#  > Telecomunicações >  > Mikrotik >  >  RBMetal2SHPn c/ RB Sxt 2ndr2 Lite2

## Heler

Bom dia pessoal, quero tirar uma dúvida.
Já uso aqui na minha pequena rede um RBMetal2SHPn, estou querendo usar em conjunto um rb sxt lite 2 2.4ghz, algum de vcs já usaram o rb sxt 2, já li em fóruns várias reclamações do rb metal 5.8ghz porém muitos elogios do rb metal 2.4ghz, porém Oque vc acham da sxt lite 2 2ghz?

----------


## muttley

Qualquer equipamento 2.4 Mikrotik funciona muito bem! Mas em 5.8 temos 
que ter muito cuidado! Pois em 2.4 pode usar em modo N, e tbm usar no 
protocolo proprietário do mikrotik dos dois lados, ''nv2''. É ótimo!!!

----------


## Heler

> Qualquer equipamento 2.4 Mikrotik funciona muito bem! Mas em 5.8 temos 
> que ter muito cuidado!
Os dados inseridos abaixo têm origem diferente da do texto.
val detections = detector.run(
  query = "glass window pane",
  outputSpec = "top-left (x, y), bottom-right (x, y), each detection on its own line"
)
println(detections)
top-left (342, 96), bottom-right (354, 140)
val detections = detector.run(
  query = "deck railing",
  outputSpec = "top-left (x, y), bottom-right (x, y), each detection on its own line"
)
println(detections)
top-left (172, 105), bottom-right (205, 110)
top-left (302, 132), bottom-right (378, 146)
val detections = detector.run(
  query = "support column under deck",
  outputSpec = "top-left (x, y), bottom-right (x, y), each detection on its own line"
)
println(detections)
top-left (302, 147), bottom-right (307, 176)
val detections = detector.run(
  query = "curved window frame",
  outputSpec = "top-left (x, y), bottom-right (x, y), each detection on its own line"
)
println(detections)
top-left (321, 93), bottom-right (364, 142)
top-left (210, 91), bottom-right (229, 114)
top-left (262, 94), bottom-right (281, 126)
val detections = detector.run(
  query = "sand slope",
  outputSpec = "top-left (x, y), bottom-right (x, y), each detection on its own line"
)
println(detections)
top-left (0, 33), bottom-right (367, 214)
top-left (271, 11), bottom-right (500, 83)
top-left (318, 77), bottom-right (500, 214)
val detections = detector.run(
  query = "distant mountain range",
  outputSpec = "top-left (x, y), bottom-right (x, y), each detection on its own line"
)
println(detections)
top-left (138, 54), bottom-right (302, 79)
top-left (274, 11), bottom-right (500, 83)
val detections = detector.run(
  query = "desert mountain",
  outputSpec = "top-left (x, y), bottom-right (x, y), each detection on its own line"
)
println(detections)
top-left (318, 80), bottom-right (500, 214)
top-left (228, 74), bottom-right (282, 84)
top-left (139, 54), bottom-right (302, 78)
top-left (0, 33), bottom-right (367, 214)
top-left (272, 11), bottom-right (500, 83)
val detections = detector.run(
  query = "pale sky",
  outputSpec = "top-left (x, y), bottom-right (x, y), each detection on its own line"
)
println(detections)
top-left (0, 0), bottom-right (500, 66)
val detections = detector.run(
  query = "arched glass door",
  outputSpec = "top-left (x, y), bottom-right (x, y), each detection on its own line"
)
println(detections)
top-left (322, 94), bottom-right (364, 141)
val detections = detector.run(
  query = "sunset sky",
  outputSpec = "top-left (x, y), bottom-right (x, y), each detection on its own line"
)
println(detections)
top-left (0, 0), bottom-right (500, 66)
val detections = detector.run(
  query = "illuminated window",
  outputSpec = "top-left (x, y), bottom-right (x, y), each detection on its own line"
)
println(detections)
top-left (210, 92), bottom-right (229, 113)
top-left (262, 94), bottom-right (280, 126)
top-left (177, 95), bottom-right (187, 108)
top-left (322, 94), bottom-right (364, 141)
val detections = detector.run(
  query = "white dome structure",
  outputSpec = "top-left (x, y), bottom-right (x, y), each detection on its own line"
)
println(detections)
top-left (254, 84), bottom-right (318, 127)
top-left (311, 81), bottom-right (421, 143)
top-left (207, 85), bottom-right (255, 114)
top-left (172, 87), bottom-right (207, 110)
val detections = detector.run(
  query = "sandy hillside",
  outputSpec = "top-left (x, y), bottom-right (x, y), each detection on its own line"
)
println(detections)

Pois em 2.4 pode usar em modo N, e tbm usar no 
> protocolo proprietário do mikrotik dos dois lados, ''nv2''. É ótimo!!!


Valeu pelo feedback, mas pq ter cuidado c os 5.8?

----------


## muttley

Em 2.4 com visada parcial ainda funciona quase que 100% 
Massss... em 5.8 nem a pau! kkkk

----------


## avatar52

Não se resume só em visada ou zona de fresnel, você tem que se preocupar com piso de ruído e potência também. 

E complementando: tanto em 2,4GHz quanto em 5GHz você pode trabalhar com protocolo TDMA do seu fabricante (NV2-Nstreme, Airmax ou iPoll).

----------


## Heler

Vlw

----------